The obtained film was excellent in productivity, longitudinal mechanical strength and oxygen barrier properties.

(Examples 2 to 4)
A film was obtained in the same manner as described in Example 1 except that the resin composition, the longitudinal stretching ratio, and the longitudinal stretching speed were changed as shown in Table 1. The obtained film was excellent in productivity and oxygen barrier properties.

(Comparative Example 1)
A film was obtained in the same manner as described in Example 1 except that the resin composition, the longitudinal stretching ratio, and the longitudinal stretching speed were changed as shown in Table 1. Although a film having good TD stretchability was obtained, the oxygen barrier property was poor.

(Comparative Example 2)
A film was obtained in the same manner as described in Example 1 except that the resin composition and the longitudinal draw ratio were changed as shown in Table 1. There were many breaks during TD stretching, and no film was obtained.

(Comparative Example 3)
A film was obtained in the same manner as described in Example 1 except that the resin composition, the longitudinal stretching ratio, and the longitudinal stretching speed were changed as shown in Table 1. Although a film having good TD stretchability was obtained, the oxygen barrier property was poor.

(Comparative Example 4)
A film was obtained in the same manner as described in Example 1 except that nylon 6 resin pellets (T-800 manufactured by Toyobo Co., Ltd.) containing no inorganic layered compound were used and the stretching conditions were changed as shown in Table 1. It was. Although a film having good lateral stretchability was obtained, the film had poor oxygen barrier properties.

(Comparative Example 5)
Nylon 6 resin pellets (NE 2640 manufactured by All Around Polymer Co., Ltd., Montmorillonite: 3.0% by mass) in which an inorganic layered compound is uniformly dispersed were used, and the stretching conditions were changed as shown in Table 1. A film was obtained in the same manner as described in Example 1. Although a film having good lateral stretchability was obtained, the ratio of the average length of the long side to the thickness average value of the inorganic layered compound was small, so that the oxygen barrier property was poor.

(Comparative Example 6)
Except for using nylon 6 resin pellets (Toyobo Co., Ltd. T-816 SiO ₂ : 0.63 mass%) in which silica (SiO ₂ ) particles are uniformly dispersed, and changing the stretching conditions as shown in Table 1. A film was obtained in the same manner as described in Example 1. Although a film having good lateral stretchability was obtained, the film had poor oxygen barrier properties.

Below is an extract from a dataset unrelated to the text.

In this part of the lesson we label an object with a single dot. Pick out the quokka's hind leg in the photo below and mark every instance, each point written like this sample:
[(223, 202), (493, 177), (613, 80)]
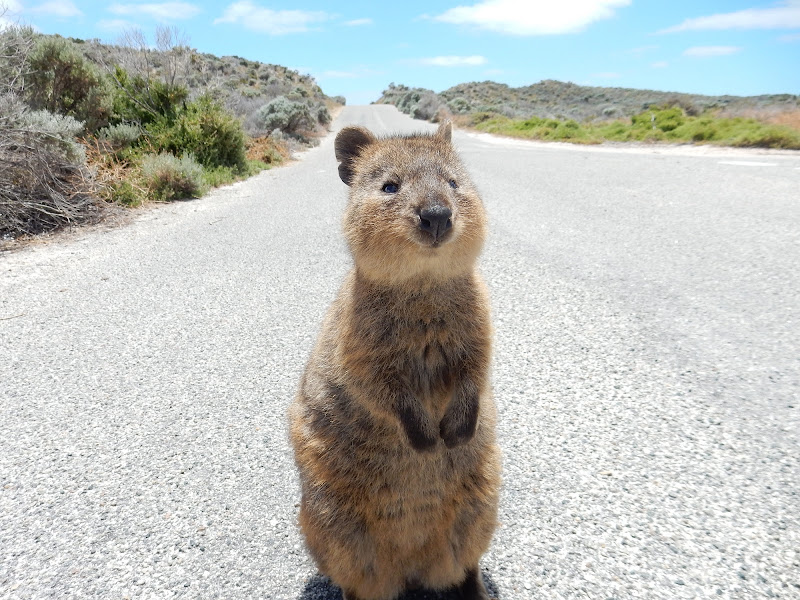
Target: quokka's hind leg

  The biaxially stretched polyamide resin film obtained by the present invention is excellent in gas barrier properties and mechanical properties, has high productivity, and has high industrial utility value. In addition to packaging materials such as foods, pharmaceuticals, and miscellaneous goods, they can be suitably used as industrial materials.

Claims (2)

  A polyamide resin composition containing 55 to 96.7% by mass of an aliphatic polyamide resin, 3 to 25% by mass of a metaxylylenediamine-based polyamide resin, and 0.3 to 20% by mass of an inorganic layered compound is melt extruded from a T die. A step of obtaining an unstretched sheet, a step of stretching the sheet in the longitudinal direction by 3.0 to 4.0 times to obtain a uniaxially stretched film, and subsequently stretching the uniaxially stretched film in a longitudinal stretch ratio and a transverse stretch ratio. A method for producing a biaxially stretched polyamide resin film, comprising a step of stretching in a transverse direction so that an area ratio determined by product is 10.0 times or more to obtain a biaxially stretched film.   The biaxially stretched polyamide resin film according to claim 1, wherein the aliphatic polyamide resin is a polyamide resin selected from nylon 6, nylon 7, nylon 66, nylon 11, nylon 12, nylon 4, nylon 46, nylon 69, and nylon 612. Manufacturing method.